Appendix D — Reinforcement Learning for Recommendation

1. From bandits to RL: the MDP

RL formalizes sequential decision-making as a Markov Decision Process (MDP) — five pieces:

a state \(s\) — a summary of the situation now (the user’s recent history, time, context);
an action \(a\) — what the agent does (which item, or slate of items, to show);
a reward \(r\) — the immediate payoff (a click, a watch-minute, a return visit);
a transition — taking action \(a\) in state \(s\) moves you to a new state \(s'\) (this is the ingredient bandits lack: actions change the next state);
a policy \(\pi(a\mid s)\) — the rule mapping states to actions, which is what we learn.

The goal is not the next reward but the expected long-term (cumulative, discounted) reward, the return:

\[ G \;=\; r_0 + \gamma\,r_1 + \gamma^2\,r_2 + \cdots \;=\; \sum_{t\ge 0}\gamma^{t}\,r_t, \]

where \(\gamma\in[0,1)\) is the discount factor — how much a reward one step later is worth than one now (it both encodes “sooner is better” and keeps an infinite sum finite). The value \(V(s)\) is the expected return from state \(s\) under the policy, and the action-value \(Q(s,a)\) the expected return from taking \(a\) in \(s\) then following the policy; RL methods learn one of these and act greedily (or explore, exactly as a bandit does) with respect to it.

Worked example — a discounted return.
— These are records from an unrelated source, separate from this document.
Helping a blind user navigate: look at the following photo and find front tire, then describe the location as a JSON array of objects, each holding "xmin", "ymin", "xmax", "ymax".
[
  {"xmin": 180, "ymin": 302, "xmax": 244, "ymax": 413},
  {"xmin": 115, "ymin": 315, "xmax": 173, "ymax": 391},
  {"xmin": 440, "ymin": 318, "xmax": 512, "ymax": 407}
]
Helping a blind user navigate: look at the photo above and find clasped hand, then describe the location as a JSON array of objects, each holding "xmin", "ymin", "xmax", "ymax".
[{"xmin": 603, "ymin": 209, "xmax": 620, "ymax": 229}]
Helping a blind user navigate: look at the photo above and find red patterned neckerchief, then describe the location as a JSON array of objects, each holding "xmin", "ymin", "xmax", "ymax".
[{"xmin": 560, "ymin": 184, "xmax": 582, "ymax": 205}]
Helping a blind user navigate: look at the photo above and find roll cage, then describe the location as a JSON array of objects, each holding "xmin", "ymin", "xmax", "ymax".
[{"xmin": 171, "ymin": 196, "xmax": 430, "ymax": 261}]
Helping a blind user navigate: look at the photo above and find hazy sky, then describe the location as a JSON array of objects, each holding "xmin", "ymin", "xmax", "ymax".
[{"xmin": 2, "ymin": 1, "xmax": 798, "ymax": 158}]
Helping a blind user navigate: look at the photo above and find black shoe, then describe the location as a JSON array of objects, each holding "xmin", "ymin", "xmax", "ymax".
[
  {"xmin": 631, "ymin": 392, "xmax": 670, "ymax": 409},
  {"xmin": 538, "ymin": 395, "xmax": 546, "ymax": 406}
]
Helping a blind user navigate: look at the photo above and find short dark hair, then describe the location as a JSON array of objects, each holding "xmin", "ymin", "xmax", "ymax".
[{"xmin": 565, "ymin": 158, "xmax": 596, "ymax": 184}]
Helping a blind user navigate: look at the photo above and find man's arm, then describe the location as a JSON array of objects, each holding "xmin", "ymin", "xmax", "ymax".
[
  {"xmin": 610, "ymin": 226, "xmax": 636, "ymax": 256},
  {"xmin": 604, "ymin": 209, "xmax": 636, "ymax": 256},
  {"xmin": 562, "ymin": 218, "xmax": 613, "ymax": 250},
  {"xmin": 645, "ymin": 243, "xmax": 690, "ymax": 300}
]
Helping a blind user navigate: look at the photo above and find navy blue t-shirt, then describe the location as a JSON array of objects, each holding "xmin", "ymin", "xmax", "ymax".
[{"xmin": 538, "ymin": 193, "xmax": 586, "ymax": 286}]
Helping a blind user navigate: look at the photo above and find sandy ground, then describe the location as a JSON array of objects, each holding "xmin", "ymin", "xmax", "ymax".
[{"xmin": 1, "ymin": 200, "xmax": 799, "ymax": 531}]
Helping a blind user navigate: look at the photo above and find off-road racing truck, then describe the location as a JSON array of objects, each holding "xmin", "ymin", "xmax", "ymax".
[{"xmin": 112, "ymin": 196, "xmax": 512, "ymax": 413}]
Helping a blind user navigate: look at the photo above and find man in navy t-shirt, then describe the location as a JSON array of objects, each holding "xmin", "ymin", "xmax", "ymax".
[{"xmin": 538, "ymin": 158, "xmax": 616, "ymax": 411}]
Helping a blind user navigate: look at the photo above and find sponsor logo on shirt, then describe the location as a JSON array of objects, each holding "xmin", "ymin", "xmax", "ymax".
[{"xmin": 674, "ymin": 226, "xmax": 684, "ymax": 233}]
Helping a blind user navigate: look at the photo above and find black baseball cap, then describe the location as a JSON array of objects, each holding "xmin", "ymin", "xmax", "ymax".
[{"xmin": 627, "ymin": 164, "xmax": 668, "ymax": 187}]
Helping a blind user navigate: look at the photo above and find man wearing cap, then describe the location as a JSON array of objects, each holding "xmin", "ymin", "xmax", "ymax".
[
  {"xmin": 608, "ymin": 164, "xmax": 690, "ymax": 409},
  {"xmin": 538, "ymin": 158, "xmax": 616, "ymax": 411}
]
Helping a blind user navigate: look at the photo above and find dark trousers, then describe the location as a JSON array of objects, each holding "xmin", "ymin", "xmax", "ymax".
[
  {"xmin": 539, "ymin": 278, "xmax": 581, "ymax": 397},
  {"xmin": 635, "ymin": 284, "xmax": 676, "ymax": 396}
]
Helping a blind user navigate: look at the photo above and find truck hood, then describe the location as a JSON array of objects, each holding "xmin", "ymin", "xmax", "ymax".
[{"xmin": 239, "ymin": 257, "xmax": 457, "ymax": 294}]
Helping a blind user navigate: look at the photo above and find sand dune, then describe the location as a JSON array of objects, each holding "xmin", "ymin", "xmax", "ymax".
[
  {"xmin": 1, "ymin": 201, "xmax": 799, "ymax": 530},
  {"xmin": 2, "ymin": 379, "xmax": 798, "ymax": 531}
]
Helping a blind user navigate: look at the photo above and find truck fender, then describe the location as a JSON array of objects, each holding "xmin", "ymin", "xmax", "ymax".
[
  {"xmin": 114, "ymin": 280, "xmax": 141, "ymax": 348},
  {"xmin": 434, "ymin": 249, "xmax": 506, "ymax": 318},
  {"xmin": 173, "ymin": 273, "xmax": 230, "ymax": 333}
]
Suppose over three steps the agent collects rewards \(r = (1,\,0,\,1)\) with discount \(\gamma = 0.9\). Then \(G = 1 + 0.9(0) + 0.9^2(1) = 1 + 0 + 0.81 = \mathbf{1.81}.\) The click two steps out is worth only \(\gamma^2 = 0.81\) of an immediate one — the same click, discounted for being later. Push \(\gamma\to 0\) and RL collapses back to the bandit’s myopic “maximize the immediate reward”; push \(\gamma\to 1\) and the far future matters almost as much as now.

Figure D.1: **The discounted return \(G=\sum_t\gamma^t r_t\) on the §1 worked example** (\(r=(1,0,1)\), \(\gamma=0.9\)). Each bar is one step’s *discounted* reward \(\gamma^t r_t\): the immediate \(r_0\) counts in full, but the identical reward at \(t{=}2\) is shrunk to \(\gamma^2=0.81\). The bars sum to \(G=\mathbf{1.81}\). Send \(\gamma\to0\) and only the first bar survives (the myopic bandit); send \(\gamma\to1\) and every bar counts equally.

A bandit is exactly an MDP with a single state (no transitions): that is why the explore / exploit machinery of Bandits & Online Recommendation reappears here, now wrapped around a notion of long-term value rather than immediate reward.

Figure D.2: **The reinforcement-learning loop.** The agent picks an action from its policy; the environment (the user) returns a *reward* *and* a new *state*. The new state is what bandits lack — because the action changes it, the agent must optimize the *discounted return* \(G=\sum_t\gamma^t r_t\), not just the next reward. A bandit is this loop with a single, unchanging state.

2. Why RL is genuinely hard in recommendation

RL is alluring for recommendation — “optimize long-term engagement, not next-click clickbait” — but four obstacles make it hard in practice, and a from-zero reader should know them before reaching for it:

A combinatorial action space. The action is often a whole slate (a page of items), so the number of actions is astronomically large — ordinary Q-learning, which enumerates actions, does not apply directly. SlateQ (Ie et al., 2019) is the standard fix: it decomposes a slate’s value into per-item \(Q\)-values under a click model, making the problem tractable.
It is off-policy by necessity. You cannot let a half-trained agent experiment on real users for months, so you must learn from logged data collected by a different (old) policy — the hard, bias-prone off-policy setting (the same logged-data problem behind the bandit offline replay of Bandits & Online Recommendation).
Delayed, sparse reward + the simulator gap. “Long-term satisfaction” arrives much later than the action that caused it (credit assignment is hard), and training RL needs millions of interactions — so teams build user simulators, which are themselves recommendation models and can bake in their own errors.
Safety and non-stationarity. An exploring policy on a live platform can hurt real users and revenue, and user behaviour drifts under the policy itself.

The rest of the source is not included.